Interesting observations:
- While the decline of agriculture sector is accompanied by the increase of services sector in Nepal, it is the opposite in India and South Korea, where the decline of agriculture sector was accompanied by rise of industrial sector. The intersection of these trends occurred at US$323 per capita GDP (in 1972) in South Korea and US$ 465 per capita GDP (in 2001) in India. This probably reflects the early industrialization drive along with steady accumulation of human and institutional capitals in South Korea.
- Services sector tends to grow consistently in both India and South Korea. However, there is a sharp increase in India circa 1980.
- In China, though the decline of agriculture sector is accompanied by the increase of services sector, the industrial sector contribution is mostly higher than the contribution of agriculture and services sectors.

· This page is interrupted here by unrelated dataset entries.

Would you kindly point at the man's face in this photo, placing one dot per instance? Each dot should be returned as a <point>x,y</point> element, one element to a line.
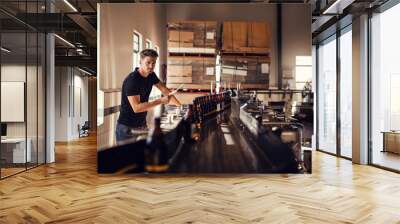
<point>147,64</point>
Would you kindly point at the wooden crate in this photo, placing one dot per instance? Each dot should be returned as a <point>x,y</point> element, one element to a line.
<point>254,37</point>
<point>174,79</point>
<point>259,35</point>
<point>201,33</point>
<point>250,70</point>
<point>179,70</point>
<point>200,69</point>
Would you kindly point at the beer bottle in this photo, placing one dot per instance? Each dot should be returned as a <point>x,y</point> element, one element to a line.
<point>156,153</point>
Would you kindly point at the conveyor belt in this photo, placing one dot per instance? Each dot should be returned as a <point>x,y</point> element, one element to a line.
<point>222,148</point>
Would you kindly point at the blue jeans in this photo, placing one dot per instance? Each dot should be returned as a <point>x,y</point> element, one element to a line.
<point>126,134</point>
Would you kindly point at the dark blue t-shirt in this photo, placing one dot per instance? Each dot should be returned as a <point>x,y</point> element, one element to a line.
<point>135,84</point>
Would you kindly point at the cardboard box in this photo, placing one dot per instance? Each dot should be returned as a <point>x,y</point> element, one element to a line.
<point>180,36</point>
<point>173,79</point>
<point>179,70</point>
<point>252,37</point>
<point>259,35</point>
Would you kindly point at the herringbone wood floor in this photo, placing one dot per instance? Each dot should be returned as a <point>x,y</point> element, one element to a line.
<point>70,191</point>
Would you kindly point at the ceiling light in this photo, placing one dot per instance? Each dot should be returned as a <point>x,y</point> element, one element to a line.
<point>5,50</point>
<point>338,6</point>
<point>84,71</point>
<point>65,41</point>
<point>70,5</point>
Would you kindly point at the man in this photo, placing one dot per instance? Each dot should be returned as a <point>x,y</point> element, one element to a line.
<point>135,93</point>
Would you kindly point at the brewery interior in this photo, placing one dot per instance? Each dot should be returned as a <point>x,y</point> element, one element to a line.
<point>288,111</point>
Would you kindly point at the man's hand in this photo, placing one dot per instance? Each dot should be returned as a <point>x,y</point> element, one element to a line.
<point>165,99</point>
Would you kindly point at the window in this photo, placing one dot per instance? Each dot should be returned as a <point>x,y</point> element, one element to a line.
<point>303,71</point>
<point>155,92</point>
<point>148,44</point>
<point>137,40</point>
<point>327,96</point>
<point>385,88</point>
<point>157,70</point>
<point>346,94</point>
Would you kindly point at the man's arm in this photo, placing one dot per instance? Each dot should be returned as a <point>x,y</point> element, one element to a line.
<point>139,107</point>
<point>165,91</point>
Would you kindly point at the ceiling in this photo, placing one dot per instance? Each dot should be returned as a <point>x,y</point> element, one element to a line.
<point>76,22</point>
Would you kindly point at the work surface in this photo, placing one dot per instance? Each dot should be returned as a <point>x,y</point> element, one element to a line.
<point>223,148</point>
<point>71,191</point>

- In Nepal, the decline of agriculture sector is accompanied by the increase of services sector (mostly low-value added activities like real estate, retail and wholesale trade, transport, etc— the demand for which is directly related to the remittance-backed consumption demand of imported goods traded in these sectors, implying that employment generation and domestic value addition are pretty low). Meantime, the industrial sector is continuously tanking. The intersection between decline of agriculture sector and increase of services sector occurred at around US$219 per capita GDP. It was circa 1998, the time when Nepal benefited favorably for a short time period from the Nepal-India trade treaty of 1996 (no value addition requirement in manufacturing goods exported to India). However, this was also the time when the Maoist insurgency started to heat up, forcing large number of people to migrate out of rural areas. Meantime, the inclement investment climate led to closure of many firms in the industrial sector, resulting in loss of jobs, high value production and productive activities. Consequently, those who migrated to urban areas and new entrants to the labor force either opted to seek employment overseas or engage in low value added, low paying services sector activities domestically. The high inflow of remittances has further fueled this process.

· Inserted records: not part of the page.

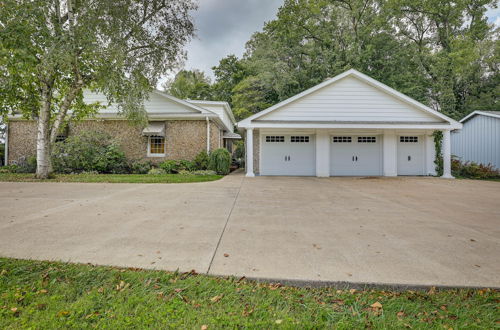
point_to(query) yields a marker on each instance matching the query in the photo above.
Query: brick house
(177, 129)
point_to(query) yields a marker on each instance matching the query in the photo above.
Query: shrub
(88, 151)
(201, 161)
(175, 166)
(473, 170)
(140, 167)
(156, 171)
(187, 165)
(170, 166)
(220, 161)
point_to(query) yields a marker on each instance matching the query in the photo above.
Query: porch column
(249, 152)
(447, 155)
(390, 154)
(322, 154)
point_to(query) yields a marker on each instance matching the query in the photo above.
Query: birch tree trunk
(43, 136)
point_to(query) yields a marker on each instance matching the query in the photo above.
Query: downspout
(6, 150)
(208, 135)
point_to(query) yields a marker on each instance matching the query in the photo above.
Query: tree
(187, 84)
(229, 73)
(51, 50)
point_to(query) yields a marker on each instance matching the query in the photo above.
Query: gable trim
(352, 72)
(479, 112)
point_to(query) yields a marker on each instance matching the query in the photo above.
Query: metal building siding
(478, 141)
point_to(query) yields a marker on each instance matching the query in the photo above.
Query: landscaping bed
(59, 295)
(111, 178)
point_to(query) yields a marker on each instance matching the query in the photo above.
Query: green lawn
(46, 295)
(111, 178)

- While in high growth and emerging countries, industrial sector plays a focal role in sustaining the transition from low value added production and productivity to high value added production and productivity, this whole feature is missing in Nepal’s case. Hence, the transition from low value added and low productivity agriculture production to low value added and low productivity services sector activities. This is resulting in a low growth trap, that too sustained by remittances-backed consumption demand of imported goods and the resulting trading activities. There is little domestic value addition and growth multiplier.
Overall, the message is that the ongoing structural transformation of Nepali economy appears abnormal and the economy is stuck in a low growth trap (mostly below 5%) sustained by robust remittance inflows and the monsoon. The only way to break free of it is to tackle head-on the binding constraints to economic activities, especially in the industrial sector.